Yokohama has nine SmartWay-certified tires, including the 703ZL drive tire. The “ultra-long” mileage tire is the first produced with Yokohama’s Zenvironment technology, which uses cutting-edge technology to produce tires that are more fuel efficient and help protect the environment.
It features a deep one-inch tread with the lowest rolling resistance in its category, according to the company. It also has a solid closed shoulder that provides even wear, which translates to more road miles.
SmartWay-certified -- 17 truck tire brands make the list
The following low-rolling resistance tires are SmartWay verified when used on class 8, line-haul trucks. They are listed by brand name.

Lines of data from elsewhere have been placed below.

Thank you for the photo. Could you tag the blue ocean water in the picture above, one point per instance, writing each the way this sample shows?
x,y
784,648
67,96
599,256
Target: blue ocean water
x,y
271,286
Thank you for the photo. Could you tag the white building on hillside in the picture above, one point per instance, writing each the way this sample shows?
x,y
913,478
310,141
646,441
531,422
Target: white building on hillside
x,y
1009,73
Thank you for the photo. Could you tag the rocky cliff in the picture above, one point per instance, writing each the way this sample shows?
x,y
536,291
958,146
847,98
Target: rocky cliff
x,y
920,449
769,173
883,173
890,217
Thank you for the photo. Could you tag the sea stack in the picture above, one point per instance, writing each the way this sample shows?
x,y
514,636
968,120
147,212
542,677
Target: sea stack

BFGoodrich: ST244 steer, TR144 trailer.
Bridgestone: R280, R287 and R287A steer; Greatec S800Z, M720, Greatec drive; Greatec R135, R195, R197 and S197 trailer.
Continental: HSL2, HSL2 ECO Plus, HSR, HSR1, HSR1 ECO Plus, HSR2, HSR2 ECO Plus and HSR2 SA steer; HDL ECO Plus, HDL2 ECO Plus, HDL2 DL ECO Plus, HDR, HDR1 ECO Plus, HSR, HSR1, HSR1 ECO Plus, HSR2, HSR2 ECO Plus and HSR2 SA drive; HTL ECO Plus and HTL1 trailer.
Double Coin: FR605 steer, FD405 drive, FT105 trailer.
Dunlop: SP384 FM steer, SP456 FM drive, SP193 FM trailer.
Falken: RI109 EcoRun steer, BI887 EcoRun drive, RI119 EcoRun trailer.
Firestone: FS507 steer, FD695 PLUS drive, FT455 PLUS trailer.
General: S371, S580 and S581 steer; D660, S371, S580 and S581 drive; ST250 trailer.
Goodyear: G399 Fuel Max and G662 Fuel Max steer; G305 Fuel Max AT, G305 LHD Fuel Max, G392 SSD and G572 Fuel Max drive; G316 LHT Fuel Max, G316 Fuel Max DuraSeal and G394SST trailer.
GT Radial: GSL213 FS steer, GT669+ FS drive.
Hankook: AL07+ and AL11 steer; DL11 and Z35A drive; TL01 trailer.
Kumho: KLS02e steer, KLD01e drive, KLT02e trailer.
Michelin: X Coach XZ, XZA3, XZA3+, XZA2, XZA1+ and XZA2 Energy steer; XDA Energy, XDA3, X-One XDA, X-One XDN2 and X-One XDA Energy drive; XTA Energy, XT1, X-One XTA and X-ONE XTE trailer.
Roadmaster: RM180 and RM185 steer; RM871 trailer.
Sailun: S605 steer.
Sumitomo: ST778SE steer, ST710SE trailer.
Toyo: M137 steer, M657 drive, M157 trailer.
Yokohama: RY617, 103ZR and 101ZL steer; 703ZL, TY517mc2 and TY577 drive; RY407, RY587 and RY587mc2 trailer.